Lugar died of chronic inflammatory polyneuropathy, said a statement from the Lugar Center in Washington, a global policy institute that he founded in 2013.
A soft-spoken Republican moderate, Lugar was twice chairman of the US Senate Committee on Foreign Relations and built a reputation as one of Washington’s most influential foreign-policy voices during the record six terms he represented Indiana in the senate.
Photo: AFP
That reputation was burnished by his willingness to work across party lines, most famously when he joined then-Democratic senator Sam Nunn in 1991 to forge what became known as the Nunn-Lugar program to help former Soviet republics dismantle their nuclear arsenals.
In a statement, US Vice President Mike Pence, a former Indiana governor, mourned the loss of “one of our greatest statesmen.”
“Senator Lugar’s contributions to the life of our nation are countless,” Pence said.
“America has lost a true statesman in Dick Lugar,” tweeted South Bend Mayor Pete Buttigieg, another Indiana native and Democratic presidential aspirant.
“A great mayor, senator and mentor, he made the world safer, stood up for better foreign policy, and knew how to work across the aisle,” Buttigieg said.

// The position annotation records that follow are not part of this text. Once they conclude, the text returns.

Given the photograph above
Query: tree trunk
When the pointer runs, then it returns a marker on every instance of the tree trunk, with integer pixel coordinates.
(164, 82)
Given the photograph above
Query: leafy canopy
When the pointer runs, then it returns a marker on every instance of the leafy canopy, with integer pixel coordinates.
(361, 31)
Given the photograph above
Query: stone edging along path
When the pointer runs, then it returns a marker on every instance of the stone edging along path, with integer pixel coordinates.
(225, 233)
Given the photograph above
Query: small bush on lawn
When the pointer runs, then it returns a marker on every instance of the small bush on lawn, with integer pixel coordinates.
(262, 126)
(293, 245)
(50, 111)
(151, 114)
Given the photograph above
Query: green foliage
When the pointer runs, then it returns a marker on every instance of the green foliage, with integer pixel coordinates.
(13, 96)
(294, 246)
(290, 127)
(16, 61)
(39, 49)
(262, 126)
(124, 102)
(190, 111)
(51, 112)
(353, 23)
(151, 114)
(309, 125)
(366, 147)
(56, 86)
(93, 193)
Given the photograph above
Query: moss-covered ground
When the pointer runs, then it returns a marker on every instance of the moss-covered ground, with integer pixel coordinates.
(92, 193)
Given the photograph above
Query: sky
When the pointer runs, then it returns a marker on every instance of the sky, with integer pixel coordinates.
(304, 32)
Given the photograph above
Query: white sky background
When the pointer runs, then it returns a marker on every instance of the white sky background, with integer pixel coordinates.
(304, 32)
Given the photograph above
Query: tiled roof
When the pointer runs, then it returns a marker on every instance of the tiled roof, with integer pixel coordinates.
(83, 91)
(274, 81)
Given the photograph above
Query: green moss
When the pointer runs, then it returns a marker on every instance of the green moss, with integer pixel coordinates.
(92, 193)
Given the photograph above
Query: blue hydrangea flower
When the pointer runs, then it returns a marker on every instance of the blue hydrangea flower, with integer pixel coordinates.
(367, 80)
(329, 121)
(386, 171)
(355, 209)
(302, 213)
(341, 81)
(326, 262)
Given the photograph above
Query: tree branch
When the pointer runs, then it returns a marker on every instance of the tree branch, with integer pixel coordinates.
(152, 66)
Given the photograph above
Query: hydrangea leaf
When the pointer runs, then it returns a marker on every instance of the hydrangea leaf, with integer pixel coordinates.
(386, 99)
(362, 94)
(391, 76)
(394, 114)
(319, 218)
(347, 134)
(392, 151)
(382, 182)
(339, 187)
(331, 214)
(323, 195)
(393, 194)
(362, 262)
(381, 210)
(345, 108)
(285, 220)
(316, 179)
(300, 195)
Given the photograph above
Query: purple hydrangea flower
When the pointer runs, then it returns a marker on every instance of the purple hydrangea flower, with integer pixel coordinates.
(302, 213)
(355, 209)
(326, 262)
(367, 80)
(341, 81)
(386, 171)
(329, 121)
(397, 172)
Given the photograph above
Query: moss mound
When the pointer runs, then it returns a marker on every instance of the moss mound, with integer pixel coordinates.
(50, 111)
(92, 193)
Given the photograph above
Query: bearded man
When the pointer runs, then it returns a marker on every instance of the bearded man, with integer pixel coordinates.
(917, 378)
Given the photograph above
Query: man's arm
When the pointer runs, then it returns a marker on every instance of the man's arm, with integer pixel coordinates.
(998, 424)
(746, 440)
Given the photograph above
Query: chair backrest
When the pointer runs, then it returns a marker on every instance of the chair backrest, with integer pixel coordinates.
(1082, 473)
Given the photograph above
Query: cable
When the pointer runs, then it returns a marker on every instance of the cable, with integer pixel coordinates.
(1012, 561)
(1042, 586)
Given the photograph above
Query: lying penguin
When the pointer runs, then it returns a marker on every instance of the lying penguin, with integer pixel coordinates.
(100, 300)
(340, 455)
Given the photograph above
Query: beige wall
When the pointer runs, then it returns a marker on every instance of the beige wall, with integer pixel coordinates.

Then-US president Barack Obama awarded Lugar the Presidential Medal of Freedom in 2013 for his “decency [and] his commitment to bipartisan problem-solving.”
“For thirty-six years, Richard Lugar proved that pragmatism and decency work — not only in Washington, but all over the world,” Obama said.
“Michelle and I send our warmest sympathies to his family and all those who had the privilege of knowing this American statesman,” he said.
Lugar was a leader in pressing South Africa to end apartheid, and earlier in the campaign to oust the authoritarian Philippine president Ferdinand Marcos — having to overcome opposition from then-US president Ronald Reagan on both issues.
Lugar sought the Republican presidential nomination in 1996, saying he wanted to see whether “serious talk” on the issues could prevail over “sound bites.”
However, the bookish Lugar — a Rhodes scholar who earned an honors degree from the University of Oxford in 1954 — wryly said that charisma was hardly his strong suit and he ultimately withdrew from the 1996 race.